Entitled "Meeting the Millennium Development Goals," their report is a mid-course appraisal of a 25-year plan ending in 2015 to dramatically improve sanitation conditions and access to clean drinking water throughout the world.
The report covers the period from 1990-2002.
The World Health Organisation (WHO) and the United Nations Children's Fund (UNICEF) say the plan is "on track" for drinking water, but that half a billion people - mainly in rural Africa and Asia - fell short of the sanitation targets set for 2002.
The world's poorest and least developed nations, notably those in sub-Saharan Africa, suffer most from the diseases caused by poor hygiene, which hit children hardest of all.
"The growing disparity between the have and the have-nots in terms of access to basic services is killing around 4000 children every day and underlies many more of the 10 million child deaths every year," Bellamy said. "We have to act now to close this gap or the death toll will certainly rise," she added.
Diarrhea kills 1.8 million persons every year, mainly children under five, and the search for scarce drinking water results in 40 billion hours of lost work in Africa alone, the report says.
But there are also "worrying trends," aggravated by rapid industrialisation in many industrialised countries, where the percentage of people with access to clean drinking water and basic sanitation actually dropped by two percent between 1990 and 2002.
In the ex-Soviet Union, for example, only 83 percent of the population live in conditions of adequate sanitation.

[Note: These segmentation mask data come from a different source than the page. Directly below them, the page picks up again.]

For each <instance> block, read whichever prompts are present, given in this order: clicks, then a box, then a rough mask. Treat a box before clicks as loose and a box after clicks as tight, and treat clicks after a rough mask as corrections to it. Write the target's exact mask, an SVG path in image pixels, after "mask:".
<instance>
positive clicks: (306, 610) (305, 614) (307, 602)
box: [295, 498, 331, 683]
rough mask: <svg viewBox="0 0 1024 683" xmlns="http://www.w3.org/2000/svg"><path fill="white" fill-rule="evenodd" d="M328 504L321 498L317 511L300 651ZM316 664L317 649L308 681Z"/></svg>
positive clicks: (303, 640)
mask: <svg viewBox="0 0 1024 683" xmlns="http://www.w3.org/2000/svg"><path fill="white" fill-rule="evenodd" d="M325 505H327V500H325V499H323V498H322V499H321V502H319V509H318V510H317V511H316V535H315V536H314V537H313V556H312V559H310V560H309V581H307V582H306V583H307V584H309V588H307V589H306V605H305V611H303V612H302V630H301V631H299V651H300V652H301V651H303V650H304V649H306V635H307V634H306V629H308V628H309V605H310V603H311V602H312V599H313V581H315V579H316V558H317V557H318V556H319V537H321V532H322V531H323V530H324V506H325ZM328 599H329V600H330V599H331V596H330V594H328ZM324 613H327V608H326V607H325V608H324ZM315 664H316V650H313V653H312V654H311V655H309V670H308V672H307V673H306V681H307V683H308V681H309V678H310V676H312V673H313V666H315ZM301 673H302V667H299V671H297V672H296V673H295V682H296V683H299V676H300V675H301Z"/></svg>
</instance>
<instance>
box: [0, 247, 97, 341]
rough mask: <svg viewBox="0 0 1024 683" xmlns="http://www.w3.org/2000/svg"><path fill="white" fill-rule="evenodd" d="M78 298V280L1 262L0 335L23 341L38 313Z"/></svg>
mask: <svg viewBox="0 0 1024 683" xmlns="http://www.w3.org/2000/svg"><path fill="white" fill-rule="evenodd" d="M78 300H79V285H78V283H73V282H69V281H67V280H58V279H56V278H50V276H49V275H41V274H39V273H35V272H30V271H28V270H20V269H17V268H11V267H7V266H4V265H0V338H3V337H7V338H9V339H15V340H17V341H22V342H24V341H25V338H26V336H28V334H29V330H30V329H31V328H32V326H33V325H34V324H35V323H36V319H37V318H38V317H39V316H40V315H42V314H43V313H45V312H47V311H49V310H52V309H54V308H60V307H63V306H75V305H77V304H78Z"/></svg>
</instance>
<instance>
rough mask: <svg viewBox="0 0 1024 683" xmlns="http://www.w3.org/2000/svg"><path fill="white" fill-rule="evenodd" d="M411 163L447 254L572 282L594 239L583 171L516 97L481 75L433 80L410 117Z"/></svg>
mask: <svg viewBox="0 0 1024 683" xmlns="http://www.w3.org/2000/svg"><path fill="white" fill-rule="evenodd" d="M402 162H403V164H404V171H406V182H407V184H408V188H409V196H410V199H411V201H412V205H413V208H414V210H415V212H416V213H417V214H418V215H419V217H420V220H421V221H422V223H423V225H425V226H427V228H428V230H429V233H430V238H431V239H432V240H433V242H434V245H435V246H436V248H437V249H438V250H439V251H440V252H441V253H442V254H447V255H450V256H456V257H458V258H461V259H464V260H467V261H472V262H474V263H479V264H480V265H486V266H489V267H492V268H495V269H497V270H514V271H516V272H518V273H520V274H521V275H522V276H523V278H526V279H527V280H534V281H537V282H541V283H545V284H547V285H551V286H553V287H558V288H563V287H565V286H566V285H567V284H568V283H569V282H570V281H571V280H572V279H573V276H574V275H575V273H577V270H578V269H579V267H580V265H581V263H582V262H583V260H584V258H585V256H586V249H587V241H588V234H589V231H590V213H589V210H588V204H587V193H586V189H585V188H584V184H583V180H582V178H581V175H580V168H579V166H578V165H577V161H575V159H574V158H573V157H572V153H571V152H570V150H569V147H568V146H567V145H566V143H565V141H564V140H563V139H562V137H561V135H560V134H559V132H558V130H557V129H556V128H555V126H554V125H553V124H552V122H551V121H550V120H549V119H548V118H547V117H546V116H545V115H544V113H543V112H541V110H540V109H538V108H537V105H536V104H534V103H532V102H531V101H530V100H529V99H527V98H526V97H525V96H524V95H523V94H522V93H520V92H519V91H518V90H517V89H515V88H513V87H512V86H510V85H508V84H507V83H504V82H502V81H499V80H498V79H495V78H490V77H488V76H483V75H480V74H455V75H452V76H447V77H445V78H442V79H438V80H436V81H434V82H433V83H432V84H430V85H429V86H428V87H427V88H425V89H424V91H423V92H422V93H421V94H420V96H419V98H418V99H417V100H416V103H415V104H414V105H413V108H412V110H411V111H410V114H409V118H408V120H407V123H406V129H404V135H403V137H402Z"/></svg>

"Water and sanitation are among the most important determinants of public health," noted WHO Director-General Lee Jong-wook. "Wherever people achieve reliable access to safe drinking water and adequate sanitation they have won a major battle against a wide range of diseases," he added.
The report did underline some encouraging signs. Efforts to reduce the number of people without access to clean drinking water to 800 million by 2015 are on track, it said, noting that an additional 1.1 billion people have gained such access in the last 12 years.
Progress on this front has been especially rapid in Asia, where the percentage of the population with access to potable water has increased from 77 to 83 since 1992. But there are still 675 million people in Asia, the report estimates, that draw their drinking water from unsafe sources such as polluted rivers and lakes.